I saw an interview with Gerry Lopez, in which he described the experience of wiping out in Pipeline on the North Shore. He said it was so scary, that even though you usually survived, you died a little bit… That was exactly how I felt. For the rest of the week, I had a strange sense of detachment. Part of me was missing, scared into hiding by the brutal beating the ocean inflicted on me, or maybe lost out in the rolling waves, still struggling to get in from the impact zone. I knew what I needed to do… I needed to get back on the horse.
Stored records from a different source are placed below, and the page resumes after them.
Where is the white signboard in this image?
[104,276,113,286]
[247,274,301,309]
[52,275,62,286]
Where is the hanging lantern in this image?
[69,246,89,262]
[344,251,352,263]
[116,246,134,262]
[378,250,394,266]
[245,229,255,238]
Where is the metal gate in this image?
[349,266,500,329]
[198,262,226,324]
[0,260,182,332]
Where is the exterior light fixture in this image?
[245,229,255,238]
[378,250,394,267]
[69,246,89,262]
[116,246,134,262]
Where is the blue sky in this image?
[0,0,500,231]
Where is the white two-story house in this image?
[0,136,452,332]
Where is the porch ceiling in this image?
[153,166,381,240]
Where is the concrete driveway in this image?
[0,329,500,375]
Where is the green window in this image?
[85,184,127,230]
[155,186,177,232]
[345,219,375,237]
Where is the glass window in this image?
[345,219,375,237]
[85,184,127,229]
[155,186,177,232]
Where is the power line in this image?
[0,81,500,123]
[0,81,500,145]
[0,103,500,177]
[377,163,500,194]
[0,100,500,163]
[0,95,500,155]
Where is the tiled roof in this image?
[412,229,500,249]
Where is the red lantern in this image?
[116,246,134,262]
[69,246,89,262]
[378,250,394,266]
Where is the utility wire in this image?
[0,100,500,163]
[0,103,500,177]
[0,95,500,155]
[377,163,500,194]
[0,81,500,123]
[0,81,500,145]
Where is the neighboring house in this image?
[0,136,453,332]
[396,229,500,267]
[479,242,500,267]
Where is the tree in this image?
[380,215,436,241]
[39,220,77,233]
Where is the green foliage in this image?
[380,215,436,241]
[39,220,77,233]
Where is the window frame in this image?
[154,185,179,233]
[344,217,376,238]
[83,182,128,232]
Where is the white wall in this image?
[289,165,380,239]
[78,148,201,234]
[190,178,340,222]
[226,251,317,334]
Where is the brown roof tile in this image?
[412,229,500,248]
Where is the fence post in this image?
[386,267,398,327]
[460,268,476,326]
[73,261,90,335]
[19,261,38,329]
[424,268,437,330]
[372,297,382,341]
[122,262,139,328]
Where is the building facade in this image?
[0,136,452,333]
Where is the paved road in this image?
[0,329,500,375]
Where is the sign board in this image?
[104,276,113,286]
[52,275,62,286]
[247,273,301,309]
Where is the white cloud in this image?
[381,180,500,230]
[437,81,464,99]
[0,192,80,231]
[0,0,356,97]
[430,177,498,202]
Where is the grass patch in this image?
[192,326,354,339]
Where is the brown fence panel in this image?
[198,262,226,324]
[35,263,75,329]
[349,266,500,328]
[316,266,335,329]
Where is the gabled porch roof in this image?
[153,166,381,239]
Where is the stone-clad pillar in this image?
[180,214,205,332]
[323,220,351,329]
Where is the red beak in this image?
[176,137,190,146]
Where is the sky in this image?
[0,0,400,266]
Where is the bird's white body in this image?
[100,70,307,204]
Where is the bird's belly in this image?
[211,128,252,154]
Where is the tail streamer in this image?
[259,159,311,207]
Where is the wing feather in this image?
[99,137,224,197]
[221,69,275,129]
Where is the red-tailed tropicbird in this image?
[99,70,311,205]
I’m proud to say I stuck with my action items from my last post. I stepped up the cardio section of my workout. I continued to practice my balance and pop-up drills. and most importantly, I went to the doctor, and had my lungs checked. Turned out I had been suffering a mild case of Asthma all along, and didn’t even know it! I’m sure that contributed to my lack of breath that day.

Finally, the weekend came, and I prepared to get back in the saddle. On Friday, I tried out a new spot, legendary Bay street in Santa Monica, home of the famous Z Boys. Numerous sources listed this as a good beginner’s beach, but when I pulled up and surveyed the surf, I had my doubts.

That Friday was the last day of the swells, and the waves still looked pretty big to me. They built up, and closed out fast. The tide was very low, giving the impression that the waves were crashing down in knee high water… It just didn’t look good to me. I gave it a shot, and paddled out, but something didn’t feel right.

I caught one, but fell over in my pop-up. The waves were breaking in pretty shallow water, but they were very weak, and didn’t have much of strength to them. I got up, tried one more time, and then decided to get out. The water was black and glassy, there was a low fog in the air, and bottom line… I was still spooked. I talked to a surfer in the parking lot who got out the same time I did, and he said it was a good beginner’s beach, but that it was better to come at high tide. I may try the spot again, but I have heard the water is terribly polluted there, so we’ll see.

I went hiking with me wife up on Mount Baldy the next day, so surfing was out. I didn’t get back into the water till the following Sunday. I went back to my usual spot. I even took a picture of the waves, although I think my camera is a little broken right now…

It was the most important surfing experience of my life. No, I wasn’t suddenly a world class surfer, or pulling off floaters or anything. I did catch a lot of waves, but more importantly, the fun was back. By sticking to waves I could handle, I had a blast! I wasn’t so afraid of wiping out, so I tried to get a bunch more waves. And the more you try for, the more you get! I even ran into a couple guys I knew, who I hadn’t seen at the beach in a while. Chris and Chris, nice surfing with you guys!

My paddling and wave catching abilities are improving, But I still need a lot of work on my pop-up, and keeping my balance. Once I get that down, maybe I can learn to actually turn! We’ll see how this weekend goes. But either way, I am humbled and grateful that I was able to get back on that horse, and get back to enjoying the stoke of surfing. I feel like the ocean has given me back that missing piece of myself. It’s a feeling I won’t soon forget.